A unified, comprehensive and efficient recommendation library
https://recbole.io/
MIT License
3.35k stars 603 forks source link

[🐛BUG] wandb only shows one run of gridsearch #1598

Open mmosc opened 1 year ago

mmosc commented 1 year ago

Hi!

I am training several instances of BPR with a grid search on the embedding size and the learning rate. I would like to monitor training of each run on wandb. However, wandb only displays the first run (i.e., the first point on the grid).

Am I doing something wrong with the configurations, or is wandb + RecBole not working for grid search?

Best, Marta

Wicknight commented 1 year ago

@mmosc Hello, sorry for the late reply. Actually when you use hyper_tuning in RecBole, 'wandb + RecBole' isn't working well. Instead, we provide another way to visualize hyper-tuning process, as a display output file. The path of this file is controlled by the parameter display_file in run_hyper.py.

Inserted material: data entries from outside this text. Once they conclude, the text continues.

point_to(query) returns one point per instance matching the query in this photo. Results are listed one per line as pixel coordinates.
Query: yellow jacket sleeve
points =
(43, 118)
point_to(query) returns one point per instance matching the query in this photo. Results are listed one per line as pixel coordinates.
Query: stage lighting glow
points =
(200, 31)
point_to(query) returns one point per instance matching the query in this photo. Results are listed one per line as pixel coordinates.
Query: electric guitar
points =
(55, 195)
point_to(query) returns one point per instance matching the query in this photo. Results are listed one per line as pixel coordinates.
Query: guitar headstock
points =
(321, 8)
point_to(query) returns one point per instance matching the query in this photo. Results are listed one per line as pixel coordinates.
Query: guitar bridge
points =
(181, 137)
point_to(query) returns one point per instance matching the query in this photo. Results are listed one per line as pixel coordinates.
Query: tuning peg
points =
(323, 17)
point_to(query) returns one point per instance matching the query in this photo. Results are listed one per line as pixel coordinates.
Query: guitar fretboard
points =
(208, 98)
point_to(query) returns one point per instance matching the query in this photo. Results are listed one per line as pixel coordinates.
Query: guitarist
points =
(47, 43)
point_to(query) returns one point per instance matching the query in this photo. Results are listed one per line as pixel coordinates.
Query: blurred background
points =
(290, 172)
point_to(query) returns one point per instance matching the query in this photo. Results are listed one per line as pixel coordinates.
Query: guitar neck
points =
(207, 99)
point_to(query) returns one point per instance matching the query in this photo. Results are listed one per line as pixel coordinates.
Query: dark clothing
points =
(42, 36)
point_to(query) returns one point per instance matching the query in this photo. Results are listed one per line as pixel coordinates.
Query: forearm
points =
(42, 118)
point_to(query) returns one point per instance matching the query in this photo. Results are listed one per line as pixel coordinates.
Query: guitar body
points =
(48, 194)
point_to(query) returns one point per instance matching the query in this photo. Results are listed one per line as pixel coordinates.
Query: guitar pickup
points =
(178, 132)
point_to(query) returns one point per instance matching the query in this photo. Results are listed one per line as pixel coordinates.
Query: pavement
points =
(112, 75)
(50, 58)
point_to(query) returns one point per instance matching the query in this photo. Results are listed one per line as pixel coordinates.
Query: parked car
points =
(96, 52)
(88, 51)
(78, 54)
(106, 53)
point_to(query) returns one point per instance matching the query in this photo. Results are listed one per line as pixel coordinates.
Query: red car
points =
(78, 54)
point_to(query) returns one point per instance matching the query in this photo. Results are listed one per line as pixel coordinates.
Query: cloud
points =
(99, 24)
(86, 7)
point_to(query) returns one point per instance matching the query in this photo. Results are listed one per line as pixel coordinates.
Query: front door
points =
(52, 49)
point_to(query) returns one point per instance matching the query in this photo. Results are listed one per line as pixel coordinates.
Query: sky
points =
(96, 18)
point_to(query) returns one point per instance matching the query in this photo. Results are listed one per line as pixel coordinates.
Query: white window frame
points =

mmosc commented 1 year ago

Hi @Wicknight and thank you for your reply!

Okay, I have two remarks:

  1. Does setting the display_file allow following the training process of each grid element, i.e., the evolution of the train and val losses and metrics, as a function of epochs? Or does it only store the final values for each model instance?
  2. Maybe it would be good to make the user aware of the incompatibility between wandb and hyperparameter tuning, with a warning or maybe even an Error.

Best, Marta

Wicknight commented 1 year ago

@mmosc For the first one, actually we now only store the final values for each model instance with display_file parameter. You can refer to our documents for specific examples.

For the second one, thank you for your advice! We will consider addressing this compatibility problem in a future update to make wandb easy for users to use in hyperparameter tuning process!